Retinopathies Health Article

Definition

The retinopathies are a group of retinal diseases that cause vascular and neurological changes in the retina of the eye. They are reflective of such ongoing systemic diseases as diabetes, arteriosclerosis, hypertension, and sickle cell anemia.

Description

The retina is an outward extension of the central nervous system that lines the inside of the eye. It has 10 layers and is comprised of the photoreceptor rods and cones and such support cells as Mueller cells. The retinal pigment epithelium (RPE) is a single cell layer located behind the retina, which services the photoreceptors. Bruch's membrane is a basement membrane found between the RPE and the choriod, a highly vascular layer that includes the choriocapillaris, which supplies nutrients to the RPE and to the photoreceptors. The central retinal artery and its branches supply blood to the rest of the retina. The cilio-retinal artery that emerges from the optic nerve supplies the macula. The macula is located temporal to the optic nerve and is the part of the retina that contains the highest concentration of photoreceptors, especially cones. The part of the macula with the highest concentration of cones is the fovea. The vitreous humor is a gelatinous body that is located between the retina and the lens of the eye. The optic nerve is a large nerve in the posterior part of the eye through which the central artery and vein pass. It is actually formed from the axons of cells in the retina. It is through the optic nerve that visual stimuli leave the eye for the occipital lobe of the brain, where vision is processed. Hemoglobin is a molecule in red blood cells responsible for the transport of oxygen.

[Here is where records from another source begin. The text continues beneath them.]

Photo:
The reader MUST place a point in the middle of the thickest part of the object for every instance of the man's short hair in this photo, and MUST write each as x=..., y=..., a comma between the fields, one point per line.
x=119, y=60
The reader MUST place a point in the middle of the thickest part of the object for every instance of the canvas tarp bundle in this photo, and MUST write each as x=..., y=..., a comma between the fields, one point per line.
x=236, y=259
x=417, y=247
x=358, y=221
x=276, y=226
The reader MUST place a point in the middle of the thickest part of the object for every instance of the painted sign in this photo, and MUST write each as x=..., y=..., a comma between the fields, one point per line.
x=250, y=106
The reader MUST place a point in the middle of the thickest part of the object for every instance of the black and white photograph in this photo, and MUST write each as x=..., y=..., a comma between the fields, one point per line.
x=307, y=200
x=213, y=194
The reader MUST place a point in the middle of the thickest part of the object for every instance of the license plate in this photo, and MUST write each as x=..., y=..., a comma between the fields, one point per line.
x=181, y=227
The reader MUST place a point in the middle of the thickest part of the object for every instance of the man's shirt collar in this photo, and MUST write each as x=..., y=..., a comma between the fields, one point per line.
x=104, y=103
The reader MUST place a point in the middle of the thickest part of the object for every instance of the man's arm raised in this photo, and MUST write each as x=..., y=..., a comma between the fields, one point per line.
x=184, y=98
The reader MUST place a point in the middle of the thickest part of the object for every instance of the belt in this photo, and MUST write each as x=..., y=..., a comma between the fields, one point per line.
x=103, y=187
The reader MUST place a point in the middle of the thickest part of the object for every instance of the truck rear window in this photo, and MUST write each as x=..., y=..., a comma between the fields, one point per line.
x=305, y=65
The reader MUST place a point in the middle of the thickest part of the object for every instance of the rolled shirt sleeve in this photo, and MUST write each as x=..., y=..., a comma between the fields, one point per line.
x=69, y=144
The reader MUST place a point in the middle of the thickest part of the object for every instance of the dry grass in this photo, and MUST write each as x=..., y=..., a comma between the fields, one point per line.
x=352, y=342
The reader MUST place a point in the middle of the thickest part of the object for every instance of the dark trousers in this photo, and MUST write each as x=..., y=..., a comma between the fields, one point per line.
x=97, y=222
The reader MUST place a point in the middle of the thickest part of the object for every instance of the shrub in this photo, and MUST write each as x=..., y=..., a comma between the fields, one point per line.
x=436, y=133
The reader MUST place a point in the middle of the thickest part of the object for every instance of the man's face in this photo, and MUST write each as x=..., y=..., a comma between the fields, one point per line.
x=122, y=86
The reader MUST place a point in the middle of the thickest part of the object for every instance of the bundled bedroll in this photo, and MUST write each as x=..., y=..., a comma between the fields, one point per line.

The presentation and pathogenesis of each of these retinal diseases are unique; and the signs can be seen by an ophthalmologist or an optometrist upon dilation of the eye. All of these retinopathies can lead to blindness.

Diabetic retinopathy

Diabetic retinopathy is the leading cause of blindness in the United States for people between 20 and 74 years of age. Risk factors for diabetic retinopathy include hypertension, elevated HgA1C (a hemoglobin test), a history of smoking, and number of years as a diabetic. Within 10 years of diagnosis, over 70% of type I diabetics will have some retinopathy, and within 16 years diagnosis, 60% of type II diabetics will have retinopathy. A diabetic may have normal vision, yet still have severe retinopathy.

The underlying pathogenesis of diabetic retinopathy is hypoxia, a decreased oxygen supply that is caused by elevated blood sugar or hyperglycemia. Glucose is needed in the cells of the body for energy, and oxygen and insulin are required for entry of the glucose molecules. The diabetic, because of insufficient insulin or because of cellular resistance to insulin, cannot absorb glucose into the cell effectively. The pathologic response of the retina to a decreased oxygen supply is first a thickening of, and then a breakdown of the retinal capillary basement membrane. Pericytes, cells that surround the capillaries and produce an inhibitor for angiogenesis, also degenerate. In the absence of this inhibitor, retinal neovascularization, or new vessel formation, is stimulated by vascular endothelial growth factor (VEGF). The new vessels that form are very fragile and can easily rupture, causing bleeding in the vitreous and subsequently leading to vitreous traction. Degeneration of retinal neural cells precedes the vascular changes of diabetic retinopathy.

Diabetic retinopathy is a condition that initially affects only the posterior pole of the retina. The peripheral retina is affected only in the extreme cases. Diabetic retinopathy is divided into two phases: nonproliferative and proliferative. In the nonproliferative phase the retina has microaneurysms, dot and blot hemorrhages, hard lipid exudates, a beading pattern of some of the venules, areas of local ischemia where there is little or no oxygen perfusion (called cotton-wool spots), or macular edema. The macular edema is called clinically significant macula (CSME) when there are hard exudates and macular thickening or edema, close to the fovea. In the proliferative phase of diabetic retinopathy, neovascularization of the retina and of the optic nerve can be observed. A fibrous substance that materializes when the new retinal vessels form adheres to the vitreous, causing retinal traction and retinal detachments. The newly formed blood vessels can invade the anterior part of the eye, causing neovascular glaucoma. Vitreous hemorrhaging occurs when the blood vessels attach to the vitreous. Venous and arterial occlusions are also seen in diabetic retinopathy.